/transcriptomic_correlates

Materials related to "Transcriptomic correlates of electrophysiological and morphological diversity within and across neuron types"

Primary LanguageJupyter Notebook

transcriptomic_correlates

This is where you'll find the code (and some of the output data) from our manuscript "Transcriptomic correlates of electrophysiological and morphological diversity within and across excitatory and inhibitory neuron classes"

Plotting Tools

This notebook contains code for making some basic plots of our processed data. If you've never done any coding before, please don't be scared! We made this for you! You can get started by just plugging your favorite gene into the pre-written examples. The easiest way to run the notebook is using Binder. It will run in your web browser without you having to install anything.
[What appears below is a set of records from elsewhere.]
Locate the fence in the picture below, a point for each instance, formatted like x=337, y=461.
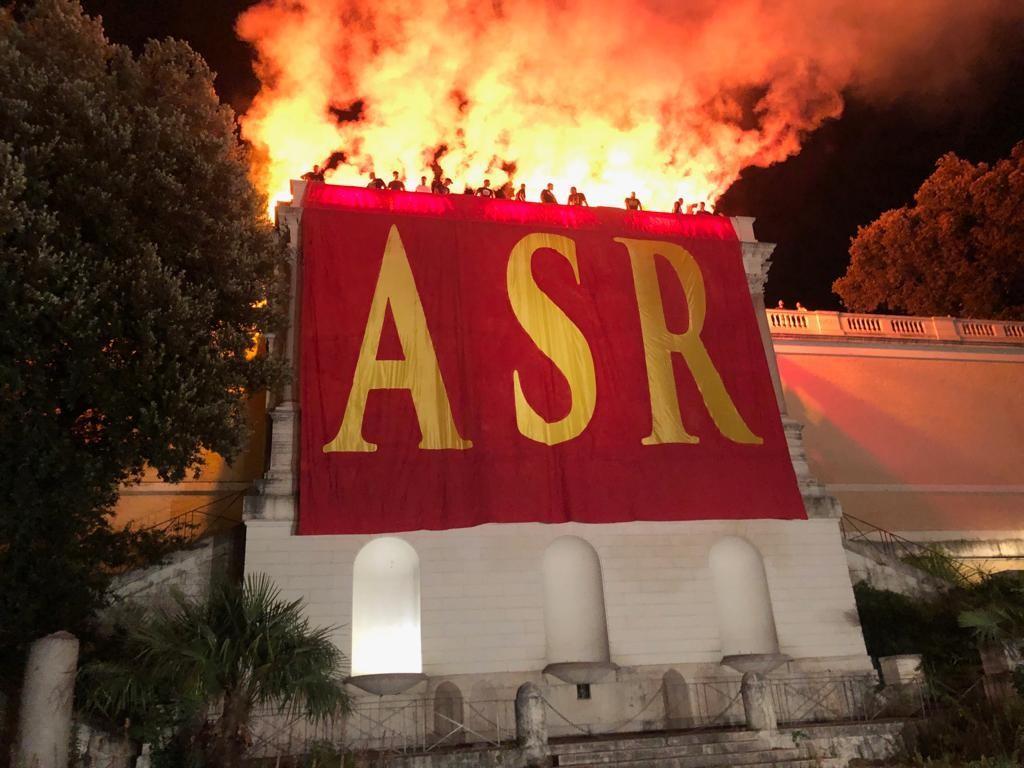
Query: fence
x=934, y=560
x=387, y=725
x=406, y=726
x=843, y=699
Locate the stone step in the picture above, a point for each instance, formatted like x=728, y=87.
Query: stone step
x=722, y=760
x=646, y=751
x=600, y=743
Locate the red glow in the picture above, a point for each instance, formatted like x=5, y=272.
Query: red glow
x=470, y=208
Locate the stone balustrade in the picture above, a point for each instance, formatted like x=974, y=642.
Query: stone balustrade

The notebook has 4 main sections:

  • Make scatter plots of a single gene versus all ephys and morphology properties, color coded by cell class and with a linear fit to each class and to all cells.
  • Select data based on gene, property, or slope/significance in one or more models. You can ask questions like "What properties is my favorite gene significantly correlated with in a certain model?" or "What are gene/property relationships that are only identified by the class-conditional model?"
  • Make scatter plots of one or more gene-property pairs. These are the same plots as in the first section, but we show a few different examples of how you can either specify exactly which genes and properties to plot, or or pick gene-property pairs by filtering as in the section above.
  • Run the full set of models for a given gene/property pair. We've saved some of the most relevant bits of the models (slopes, p-values, AIC, etc.) in Online Tables 1 and 2, but if you need more details this is how you can get them.

Analysis Code

Code used to generate the data and figures in the manuscript. There are two analysis notebooks, one each for ephys and morphology, and one for generating figures and tables. All 3 notebooks use Python 2.7. The ephys and morphology analyses take a couple hours to run on my laptop; if this is a concern you can run just a subset of genes and/or properties.
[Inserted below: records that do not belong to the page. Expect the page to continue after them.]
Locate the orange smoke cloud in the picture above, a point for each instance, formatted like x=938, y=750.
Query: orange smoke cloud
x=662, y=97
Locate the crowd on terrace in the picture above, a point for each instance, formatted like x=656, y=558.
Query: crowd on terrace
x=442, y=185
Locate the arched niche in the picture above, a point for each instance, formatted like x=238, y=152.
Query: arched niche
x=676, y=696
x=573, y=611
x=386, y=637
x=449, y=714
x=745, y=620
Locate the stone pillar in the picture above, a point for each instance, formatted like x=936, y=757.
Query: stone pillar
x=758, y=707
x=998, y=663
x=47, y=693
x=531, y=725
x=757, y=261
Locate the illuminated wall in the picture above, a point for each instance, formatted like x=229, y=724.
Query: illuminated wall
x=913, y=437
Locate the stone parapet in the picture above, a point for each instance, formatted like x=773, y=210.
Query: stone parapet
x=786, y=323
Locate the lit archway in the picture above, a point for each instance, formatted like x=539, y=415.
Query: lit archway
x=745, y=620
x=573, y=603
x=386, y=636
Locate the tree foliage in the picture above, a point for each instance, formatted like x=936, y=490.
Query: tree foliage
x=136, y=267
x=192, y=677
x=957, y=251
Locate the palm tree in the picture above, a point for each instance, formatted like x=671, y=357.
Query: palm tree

The code used for the Patch-seq analysis (written in R) will be added later.

Data

This folder contains online tables 1-4, which are required for the plotting tools notebook.

Online Table 1: All 51,091 gene/property pairs (9,780 unique genes) with a significant result (FDR < 0.1) in the class-conditional and/or interaction models.

Online Table 2: All gene/property pairs regardless of significance (286,032 pairs and 12,225 unique genes).

Online Table 3: Mean values of ephys properties and gene expression values (rows) for each cell type (columns) in the combined dataset. Ephys measures include both un-transformed values (for all properties) as well as log10-transformed for a subset (see manuscript). Contains 48 cell types.

Online Table 4: Same as 3, but for morphology properties. Contains 43 cell types.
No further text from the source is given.